Rep. Sean Casten (D-Ailing.) pressed tech mogul Jeff Bezos for transparency on the Amazon founder’s alternative to change up the editorial focus of The Washington Publish’s opinion pages.
“Last week, @JeffBezos declared that the Washington Post’s opinion page would only run pieces supporting ‘personal liberties’ and ‘the free market.’ In response, I submitted a letter to the editor asking Mr. Bezos to define his terms,” Casten stated in a publish on the social platform X on Wednesday.
“In light of WaPo’s refusal to respond, I’m releasing the letter and hope Mr. Bezos sheds more light on his directive. After all, democracy dies in darkness,” he added.
Bezos stated in a be aware to Publish workers final week that they “are going to be writing every day in support and defense of two pillars: personal liberties and free markets.”
“We’ll cover other topics too of course, but viewpoints opposing those pillars will be left to be published by others,” he stated.
The Publish reportedly misplaced tens of 1000’s in subscribers in a seeming response to the transfer from Bezos.
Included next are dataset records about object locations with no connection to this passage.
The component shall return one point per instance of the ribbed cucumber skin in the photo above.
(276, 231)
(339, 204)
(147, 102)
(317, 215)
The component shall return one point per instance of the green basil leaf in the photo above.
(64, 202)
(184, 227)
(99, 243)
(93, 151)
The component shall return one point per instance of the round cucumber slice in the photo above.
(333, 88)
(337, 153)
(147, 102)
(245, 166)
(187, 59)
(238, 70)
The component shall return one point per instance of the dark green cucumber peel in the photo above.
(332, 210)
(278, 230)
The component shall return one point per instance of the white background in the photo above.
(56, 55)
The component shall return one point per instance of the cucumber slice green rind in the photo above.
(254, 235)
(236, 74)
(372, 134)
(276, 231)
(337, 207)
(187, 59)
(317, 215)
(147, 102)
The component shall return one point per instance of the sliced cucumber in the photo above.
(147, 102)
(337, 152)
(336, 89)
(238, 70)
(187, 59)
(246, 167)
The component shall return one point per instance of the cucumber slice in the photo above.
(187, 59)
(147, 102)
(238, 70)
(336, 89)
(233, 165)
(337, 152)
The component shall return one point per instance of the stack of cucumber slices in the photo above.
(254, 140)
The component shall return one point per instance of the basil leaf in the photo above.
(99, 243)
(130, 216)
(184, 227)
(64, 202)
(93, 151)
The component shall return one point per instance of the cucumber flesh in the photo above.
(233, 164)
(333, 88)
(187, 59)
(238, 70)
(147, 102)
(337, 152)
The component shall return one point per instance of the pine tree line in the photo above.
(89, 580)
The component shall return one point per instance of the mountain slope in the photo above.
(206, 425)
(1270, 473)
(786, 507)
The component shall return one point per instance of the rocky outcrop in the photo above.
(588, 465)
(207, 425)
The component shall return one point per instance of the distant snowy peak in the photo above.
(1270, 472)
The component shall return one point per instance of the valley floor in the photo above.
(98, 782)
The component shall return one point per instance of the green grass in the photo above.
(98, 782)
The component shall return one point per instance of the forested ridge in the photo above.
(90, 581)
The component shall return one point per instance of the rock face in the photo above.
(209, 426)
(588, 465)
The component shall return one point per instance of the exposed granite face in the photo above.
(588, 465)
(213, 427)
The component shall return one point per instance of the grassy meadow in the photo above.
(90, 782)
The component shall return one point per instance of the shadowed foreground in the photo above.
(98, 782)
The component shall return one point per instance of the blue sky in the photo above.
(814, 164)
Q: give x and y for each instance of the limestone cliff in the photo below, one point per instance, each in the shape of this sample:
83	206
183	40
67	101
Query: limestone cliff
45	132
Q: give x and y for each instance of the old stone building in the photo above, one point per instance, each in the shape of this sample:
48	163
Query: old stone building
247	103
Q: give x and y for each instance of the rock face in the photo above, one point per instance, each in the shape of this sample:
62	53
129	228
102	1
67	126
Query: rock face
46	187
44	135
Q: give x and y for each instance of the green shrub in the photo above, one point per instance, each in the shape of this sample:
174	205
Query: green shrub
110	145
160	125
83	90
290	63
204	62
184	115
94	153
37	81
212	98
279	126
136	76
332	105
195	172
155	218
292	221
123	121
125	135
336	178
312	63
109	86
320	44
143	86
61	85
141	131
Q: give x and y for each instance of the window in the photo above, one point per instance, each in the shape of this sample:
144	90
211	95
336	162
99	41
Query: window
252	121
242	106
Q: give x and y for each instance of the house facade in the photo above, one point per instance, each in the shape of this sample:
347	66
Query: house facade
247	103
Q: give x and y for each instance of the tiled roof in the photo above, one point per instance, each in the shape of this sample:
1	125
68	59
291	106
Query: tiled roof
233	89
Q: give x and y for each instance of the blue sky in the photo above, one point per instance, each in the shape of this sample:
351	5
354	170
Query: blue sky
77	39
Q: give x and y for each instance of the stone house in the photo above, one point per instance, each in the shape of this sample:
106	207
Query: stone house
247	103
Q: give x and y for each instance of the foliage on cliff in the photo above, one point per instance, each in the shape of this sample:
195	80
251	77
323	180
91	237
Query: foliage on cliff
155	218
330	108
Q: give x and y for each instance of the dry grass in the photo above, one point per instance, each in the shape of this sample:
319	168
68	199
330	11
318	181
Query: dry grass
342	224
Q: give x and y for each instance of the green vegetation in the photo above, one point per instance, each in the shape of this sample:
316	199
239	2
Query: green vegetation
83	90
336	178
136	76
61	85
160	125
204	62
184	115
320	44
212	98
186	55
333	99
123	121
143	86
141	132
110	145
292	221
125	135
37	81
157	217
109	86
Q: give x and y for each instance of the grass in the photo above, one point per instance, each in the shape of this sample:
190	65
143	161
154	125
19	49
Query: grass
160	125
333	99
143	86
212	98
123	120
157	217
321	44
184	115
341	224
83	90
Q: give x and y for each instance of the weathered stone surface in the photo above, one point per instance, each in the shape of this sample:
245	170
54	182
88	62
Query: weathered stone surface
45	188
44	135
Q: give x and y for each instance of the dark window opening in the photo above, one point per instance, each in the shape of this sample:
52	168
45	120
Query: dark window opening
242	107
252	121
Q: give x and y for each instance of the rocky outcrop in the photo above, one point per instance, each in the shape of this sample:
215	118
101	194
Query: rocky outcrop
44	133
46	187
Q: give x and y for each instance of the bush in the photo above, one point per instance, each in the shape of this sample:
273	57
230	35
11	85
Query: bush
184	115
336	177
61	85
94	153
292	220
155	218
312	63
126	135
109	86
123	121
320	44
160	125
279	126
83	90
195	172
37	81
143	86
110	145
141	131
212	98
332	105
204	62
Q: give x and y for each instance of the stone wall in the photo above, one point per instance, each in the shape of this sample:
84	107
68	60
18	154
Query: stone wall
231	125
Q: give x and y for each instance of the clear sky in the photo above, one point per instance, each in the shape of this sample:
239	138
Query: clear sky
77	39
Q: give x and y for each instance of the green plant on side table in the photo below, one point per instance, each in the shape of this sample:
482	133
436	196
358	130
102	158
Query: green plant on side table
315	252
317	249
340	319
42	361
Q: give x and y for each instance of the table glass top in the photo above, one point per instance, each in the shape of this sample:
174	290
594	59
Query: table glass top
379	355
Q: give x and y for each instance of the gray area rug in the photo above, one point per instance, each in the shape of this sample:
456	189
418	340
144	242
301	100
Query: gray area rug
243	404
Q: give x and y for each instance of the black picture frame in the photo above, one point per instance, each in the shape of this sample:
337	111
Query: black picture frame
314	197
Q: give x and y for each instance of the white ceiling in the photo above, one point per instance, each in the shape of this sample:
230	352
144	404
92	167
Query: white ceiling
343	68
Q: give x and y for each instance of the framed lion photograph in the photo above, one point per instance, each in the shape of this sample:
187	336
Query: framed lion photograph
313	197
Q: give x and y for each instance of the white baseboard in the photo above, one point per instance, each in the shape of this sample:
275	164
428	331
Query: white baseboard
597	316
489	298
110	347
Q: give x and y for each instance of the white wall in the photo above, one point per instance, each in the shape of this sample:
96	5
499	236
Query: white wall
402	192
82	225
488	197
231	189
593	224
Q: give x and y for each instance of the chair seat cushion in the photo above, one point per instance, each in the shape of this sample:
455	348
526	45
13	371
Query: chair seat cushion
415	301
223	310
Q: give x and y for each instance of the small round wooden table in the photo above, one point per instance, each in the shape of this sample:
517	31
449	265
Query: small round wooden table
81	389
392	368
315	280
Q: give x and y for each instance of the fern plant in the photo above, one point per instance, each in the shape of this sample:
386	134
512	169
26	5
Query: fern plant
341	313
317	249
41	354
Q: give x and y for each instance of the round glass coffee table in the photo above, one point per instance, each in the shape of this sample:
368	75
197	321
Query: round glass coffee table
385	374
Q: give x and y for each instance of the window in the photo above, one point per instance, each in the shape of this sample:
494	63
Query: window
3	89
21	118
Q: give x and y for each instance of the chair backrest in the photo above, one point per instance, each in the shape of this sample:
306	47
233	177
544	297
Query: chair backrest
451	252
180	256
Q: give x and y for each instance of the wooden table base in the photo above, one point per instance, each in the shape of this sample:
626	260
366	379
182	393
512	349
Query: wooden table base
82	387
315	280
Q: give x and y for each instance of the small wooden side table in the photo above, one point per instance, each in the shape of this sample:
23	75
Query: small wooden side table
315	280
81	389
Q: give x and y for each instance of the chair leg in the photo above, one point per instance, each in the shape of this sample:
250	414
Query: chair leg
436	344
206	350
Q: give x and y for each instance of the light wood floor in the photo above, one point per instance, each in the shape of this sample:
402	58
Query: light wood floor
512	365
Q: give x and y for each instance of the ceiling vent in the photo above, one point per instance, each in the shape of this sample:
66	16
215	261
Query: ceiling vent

NPR reported final Friday, citing inner subscriber figures, that the paper’s digital subscriber rely had dropped by 75,000 because the Bezos announcement in regards to the opinion part.
Casten’s publish on X additionally featured a screenshot of a letter to Bezos by which he pressed him on the Publish opinion pages shift.
“In light of your recent announcement that the Washington Post opinion page will only publish articles that support personal liberty and free markets, I’d like to ask for a clarification: How do you define those terms?” Casten’s letter reads.
“Surely you don’t mean the purely individual definition of personal liberty, where we are all free to do whatever we want,” he provides. “Our founders were more sophisticated than that, and after proclaiming our right to liberty as a self-evident truth, went on to create a representative democracy – not an anarchy.”
Turning to Bezos’s “free markets” remark, Casten later says Bezos most definitely “would agree that a mobster’s protection racket is not a free market, even if money is exchanged for services.”
“But what then do you make of a regulated utility monopoly that faces no competition but keeps the lights on in exchange for prices set by a local government agency?” he continued.
The Hill has reached out to the Publish for remark.